Personal injury attorneys specialize in an area of the law called tort law. Tort law’s purpose is to ensure injured parties get proper compensation for the loss and harm they suffered as the result of someone else’s legally liable act – made whole in legal terms – and to deter others from committing the same sort of offense in the future.
Tort law covers a wide range of private and civil legal actions including but not limited to:
- Medical malpractice
- Car accident
- Construction accidents
- Bad faith breaches of contract
- Defamation of character
- Wrongful death
Personal injury attorneys follow their cases from start to finish and can bring considerable resources to bear on their clients’ behalf. These include many services they perform before the case reaches the courtroom:
- Investigating claims – Personal injury attorneys often represent their clients on a contingency basis, meaning they only collect their fee if their client’s case is successful. It is important they do a thorough investigation to ensure the case has standing in court and has a reasonable chance of success.
- Gathering evidence – The attorney will gather evidence to support their client’s claim, including photographs, police reports, and witness statements. Some evidence is readily available, while other information may only be accessible through a subpoena.

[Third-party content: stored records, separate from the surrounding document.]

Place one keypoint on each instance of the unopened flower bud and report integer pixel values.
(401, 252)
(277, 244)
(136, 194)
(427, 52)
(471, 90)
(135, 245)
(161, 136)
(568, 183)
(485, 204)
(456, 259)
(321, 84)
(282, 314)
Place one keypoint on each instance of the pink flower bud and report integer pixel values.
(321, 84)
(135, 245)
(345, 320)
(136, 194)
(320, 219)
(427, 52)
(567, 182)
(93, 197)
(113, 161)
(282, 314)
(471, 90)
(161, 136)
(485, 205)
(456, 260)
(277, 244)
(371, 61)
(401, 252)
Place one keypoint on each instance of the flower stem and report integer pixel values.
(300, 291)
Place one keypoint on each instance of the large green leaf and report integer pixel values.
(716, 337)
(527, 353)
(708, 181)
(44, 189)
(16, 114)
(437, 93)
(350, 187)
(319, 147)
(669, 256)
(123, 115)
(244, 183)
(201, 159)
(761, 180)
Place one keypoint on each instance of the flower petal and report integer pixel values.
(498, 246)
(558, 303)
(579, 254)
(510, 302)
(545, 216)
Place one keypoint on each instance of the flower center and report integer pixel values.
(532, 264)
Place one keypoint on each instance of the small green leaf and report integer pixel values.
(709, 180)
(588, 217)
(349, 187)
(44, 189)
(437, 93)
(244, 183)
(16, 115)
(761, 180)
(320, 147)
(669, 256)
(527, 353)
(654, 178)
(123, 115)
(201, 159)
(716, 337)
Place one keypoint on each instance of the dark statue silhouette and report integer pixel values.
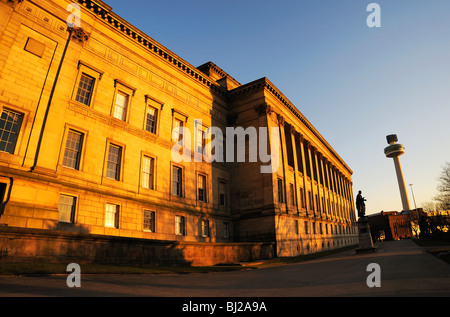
(360, 205)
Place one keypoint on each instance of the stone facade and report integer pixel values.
(87, 119)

- Conducting discovery – Both sides of any legal action must share the evidence they plan to bring to the case in the interest of fairness – a process called discovery. A personal injury attorney will review evidence attained through discovery and use it to make the best case for the client.
- Interviewing and deposing witnesses – As a part of the discovery process, the attorney will interview witnesses and depose those he believes will help his client’s case under oath. Depositions carry the same weight as testimony in court.
- Negotiating with insurance companies – A personal injury attorney will often handle all communication with the insurance companies involved in the case, including negotiation. This helps the client receive the best settlement possible.
- Sending demand letters – The attorney may also send a demand letter to the defendants in the case, demanding compensation for their client’s injuries.
- Preparing pleadings – Insurance companies often refuse the first offer for a settlement. The attorney may also demand arbitration to try reaching a settlement before going to court. If the parties cannot reach an agreement, the attorney will then prepare pleadings and file a complaint against the defendant in court.
- Representation in court – Ultimately, a personal injury attorney is their client’s advocate in court, providing sound counsel and representing their interests.
Education and Certifications
In addition to the educational requirements all lawyers must meet, and passing the bar exam in their respective states, personal injury attorneys must also meet additional requirements. They can seek additional certification as civil trial advocacy specialists through the National Board of Legal Specialization.
Additionally, state bar associations may also require personal injury attorneys to pass the Multistate Professional Responsibility Examination and complete a certain number of hours of continuing education to maintain their licensure.
Personal injury lawyers are experts in oral advocacy, negotiation, and client development. Personal injury lawyers also handle stress and pressure well. These skills give them the confidence and success to require a contingency fee. A contingency fee means the plaintiff does not pay a fee until the lawyer recovers compensation on their behalf.